In simpler times, enterprise applications were developed, deployed and managed as a tightly coupled, precisely orchestrated, monolithic unit. Every application had a single instance and monitoring, debugging, and troubleshooting was as simple as drilling down to the code level to understand and modify behavior and performance.
But complex times call for distributed, microservices-based cloud-native applications. Today’s enterprise applications comprise tens of thousands of loosely coupled polyglot microservices, as well as multiple versions of the same service, deployed across different locations, servers and ephemeral containers, and managed by different teams. Every request triggers a specific sequence of services that flows through this complex, distributed, and heterogeneous environment to deliver a specific functionality.
In this complex, diverse and dynamic topology, observability, the ability to understand how service interactions flow across a system, becomes a huge challenge. Without observability, debugging, troubleshooting and managing the performance of microservices applications becomes virtually impossible. And traditional monitoring and application management tools are incapable of handling the complexities of microservices applications.
In a microservices environment, observability tools play a key role in helping developers and administrators understand how a system behaves given the elasticity of the production environment, the unpredictability of inputs and the vagaries of upstream and downstream dependencies.
There are three distinct yet complementary approaches to achieving observability in a microservices-based application - metrics, logs and distributed tracing or distributed request tracing. Here’s the specific role that each of these approaches plays in the monitoring process to together provide a comprehensive perspective into the overall performance of the application.
Metrics are perhaps the basic building blocks of observability in a microservices applications. They are numerical measures recorded by an application over intervals of time that can be aggregated and analyzed to understand system behavior. It is therefore possible to instrument and monitor all services and link up the data to monitoring systems that can handle storage, aggregation, visualization, and even automated responses.

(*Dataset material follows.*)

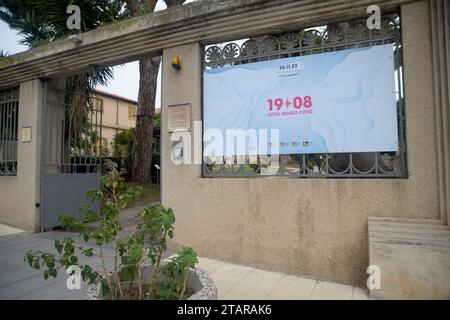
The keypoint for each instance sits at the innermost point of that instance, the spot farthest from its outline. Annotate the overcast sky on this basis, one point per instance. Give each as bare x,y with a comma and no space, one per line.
126,77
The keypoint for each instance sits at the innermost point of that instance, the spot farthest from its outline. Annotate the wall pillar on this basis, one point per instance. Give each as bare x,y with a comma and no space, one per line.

The key advantage of metrics is that they are frequently generated, fairly accurate and quite affordable to collect, store and analyze. For instance, the cost of aggregating, storing and analyzing metrics data does not increase proportional to an increase in system traffic or activity. They are also more malleable to mathematical, probabilistic, and statistical transformations making them ideal for monitoring the overall health of a microservices environment. Over time, stored metrics data can also be aggregated into daily or weekly cycles to understand historical trends.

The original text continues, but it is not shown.